I sighed again. I know she meant well, but sometimes therapy felt a lot like nagging. “That I don’t need to waste my positive energy worrying about what ifs,” I said, internalizing my worry and masking it from her, afraid I’d be caught in my little act.

She just reached forward before she stood and patted my folded hands. “I know you still worry. It’s human, and it would be weird if you didn’t. But…you need to try to rationalize with yourself before you let it take over everything. When you recognize your anxiety, remind yourself that nothing has happened to cause it,” she said, smiling and standing to her feet in her tall black pumps, towering over me by a good six inches.

I stood and shook her hand, grabbing my bag from the floor and slinging it sideways across my body. I was reaching for her door when she gave me one more piece of advice.

“Oh, and Nolan?” she said. “Try to have a good time. You’ve earned it.”

I nodded and left, wondering if I deserved the good times she says I earned.

Buck and Rosie’s wedding was going to be late Sunday night out at Winter’s Barn. Rosie had made the food herself, prepped it, and hired a few servers to set it up on the wedding day. Everything was country-themed, with a local honky-tonk band and fiddlers for the ceremony, and open fire pits for marshmallow roasting. Sarah, Sienna and I spent the afternoon stringing lights across the barn, and throughout the porch and outdoor dancing area. I couldn’t wait to see it at night.

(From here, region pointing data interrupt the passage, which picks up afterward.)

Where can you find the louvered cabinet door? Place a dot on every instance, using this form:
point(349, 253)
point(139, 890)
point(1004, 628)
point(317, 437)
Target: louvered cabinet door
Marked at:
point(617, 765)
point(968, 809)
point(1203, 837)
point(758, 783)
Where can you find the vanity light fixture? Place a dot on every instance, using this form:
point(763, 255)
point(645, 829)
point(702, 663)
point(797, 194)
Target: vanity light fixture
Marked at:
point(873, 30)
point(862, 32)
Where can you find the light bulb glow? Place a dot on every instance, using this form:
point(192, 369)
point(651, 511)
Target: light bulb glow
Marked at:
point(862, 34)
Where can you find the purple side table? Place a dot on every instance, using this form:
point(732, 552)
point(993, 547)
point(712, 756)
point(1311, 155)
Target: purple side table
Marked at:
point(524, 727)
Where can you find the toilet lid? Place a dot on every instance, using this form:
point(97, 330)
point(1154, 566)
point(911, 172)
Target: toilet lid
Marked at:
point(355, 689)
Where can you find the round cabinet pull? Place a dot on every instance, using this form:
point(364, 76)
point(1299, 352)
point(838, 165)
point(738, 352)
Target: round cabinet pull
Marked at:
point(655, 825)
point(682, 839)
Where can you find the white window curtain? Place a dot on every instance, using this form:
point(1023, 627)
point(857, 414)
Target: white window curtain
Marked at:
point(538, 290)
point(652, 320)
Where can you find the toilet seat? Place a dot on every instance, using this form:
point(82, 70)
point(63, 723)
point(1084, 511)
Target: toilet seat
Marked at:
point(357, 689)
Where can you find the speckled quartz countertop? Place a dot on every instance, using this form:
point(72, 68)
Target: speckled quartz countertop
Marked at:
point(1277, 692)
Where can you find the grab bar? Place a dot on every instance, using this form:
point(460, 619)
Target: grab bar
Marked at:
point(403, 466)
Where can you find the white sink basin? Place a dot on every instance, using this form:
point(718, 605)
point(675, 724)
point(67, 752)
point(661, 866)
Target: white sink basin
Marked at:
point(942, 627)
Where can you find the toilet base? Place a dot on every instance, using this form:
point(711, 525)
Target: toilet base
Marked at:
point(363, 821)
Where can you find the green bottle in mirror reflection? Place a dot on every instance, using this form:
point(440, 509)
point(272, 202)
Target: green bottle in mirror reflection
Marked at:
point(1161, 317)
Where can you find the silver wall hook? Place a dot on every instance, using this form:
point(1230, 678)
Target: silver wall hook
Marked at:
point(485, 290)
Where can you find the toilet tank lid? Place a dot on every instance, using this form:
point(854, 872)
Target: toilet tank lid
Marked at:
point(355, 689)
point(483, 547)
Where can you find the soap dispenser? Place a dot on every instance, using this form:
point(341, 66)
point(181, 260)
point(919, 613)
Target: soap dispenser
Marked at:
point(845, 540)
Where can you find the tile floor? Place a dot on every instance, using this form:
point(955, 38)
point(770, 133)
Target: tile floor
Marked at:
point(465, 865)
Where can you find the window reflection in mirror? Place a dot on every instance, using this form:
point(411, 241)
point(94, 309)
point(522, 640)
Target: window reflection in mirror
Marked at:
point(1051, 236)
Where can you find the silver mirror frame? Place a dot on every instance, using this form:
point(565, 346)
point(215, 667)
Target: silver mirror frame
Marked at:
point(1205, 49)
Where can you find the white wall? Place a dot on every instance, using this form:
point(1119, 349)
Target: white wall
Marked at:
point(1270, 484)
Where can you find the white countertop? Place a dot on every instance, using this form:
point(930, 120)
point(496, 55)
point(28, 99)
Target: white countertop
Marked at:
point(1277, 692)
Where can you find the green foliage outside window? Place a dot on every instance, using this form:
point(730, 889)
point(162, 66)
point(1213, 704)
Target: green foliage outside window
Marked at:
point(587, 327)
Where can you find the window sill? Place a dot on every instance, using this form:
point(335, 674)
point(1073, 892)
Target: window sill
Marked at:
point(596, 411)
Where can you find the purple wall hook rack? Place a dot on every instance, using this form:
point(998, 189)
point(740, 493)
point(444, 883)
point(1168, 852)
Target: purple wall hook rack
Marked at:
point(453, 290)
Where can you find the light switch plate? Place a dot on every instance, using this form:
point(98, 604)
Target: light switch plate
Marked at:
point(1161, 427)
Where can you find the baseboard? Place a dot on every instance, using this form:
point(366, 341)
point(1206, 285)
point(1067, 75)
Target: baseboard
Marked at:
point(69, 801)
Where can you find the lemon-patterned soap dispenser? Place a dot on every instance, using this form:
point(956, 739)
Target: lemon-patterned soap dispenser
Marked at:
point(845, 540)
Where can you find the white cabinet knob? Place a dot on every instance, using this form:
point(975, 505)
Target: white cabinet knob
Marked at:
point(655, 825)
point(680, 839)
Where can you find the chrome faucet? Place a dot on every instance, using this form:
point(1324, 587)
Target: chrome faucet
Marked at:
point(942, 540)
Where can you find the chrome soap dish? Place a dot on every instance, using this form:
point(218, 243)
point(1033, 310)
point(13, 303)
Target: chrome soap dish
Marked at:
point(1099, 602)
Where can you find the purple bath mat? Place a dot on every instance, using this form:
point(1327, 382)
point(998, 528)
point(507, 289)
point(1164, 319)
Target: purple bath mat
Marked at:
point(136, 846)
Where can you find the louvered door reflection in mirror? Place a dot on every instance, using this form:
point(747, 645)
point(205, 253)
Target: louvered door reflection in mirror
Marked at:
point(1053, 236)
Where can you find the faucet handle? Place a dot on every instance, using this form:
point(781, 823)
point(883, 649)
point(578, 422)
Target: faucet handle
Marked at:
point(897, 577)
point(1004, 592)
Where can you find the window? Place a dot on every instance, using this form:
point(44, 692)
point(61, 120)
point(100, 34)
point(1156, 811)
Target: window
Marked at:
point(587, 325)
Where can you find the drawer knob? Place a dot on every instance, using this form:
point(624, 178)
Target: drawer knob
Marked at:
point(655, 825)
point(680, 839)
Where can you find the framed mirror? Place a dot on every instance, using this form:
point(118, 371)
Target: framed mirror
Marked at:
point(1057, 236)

Buck and Reed were in Tucson for several interviews after Friday’s draft selection. Reed didn’t win the Heisman. But he was selected fourth overall by San Diego, just like Dylan had predicted months ago. I had grown to respect Dylan, though she would never be someone I’d feel comfortable calling a friend. She was smart, and a real advocate for Reed. Her father, however, was unbelievable. I was in awe watching him at Buck’s house the days before the draft, fielding call after call, and hanging up on offers he didn’t think were worthy of even listening to, only to get call-backs immediately with better terms. A lot of the selection came down to the team’s needs and how the players fell in the order. But there still was negotiating to do, especially off the books—about understood resigning agreements, certain playing time guarantees and performance bonuses. It was all kind of shady, but part of the business, I supposed.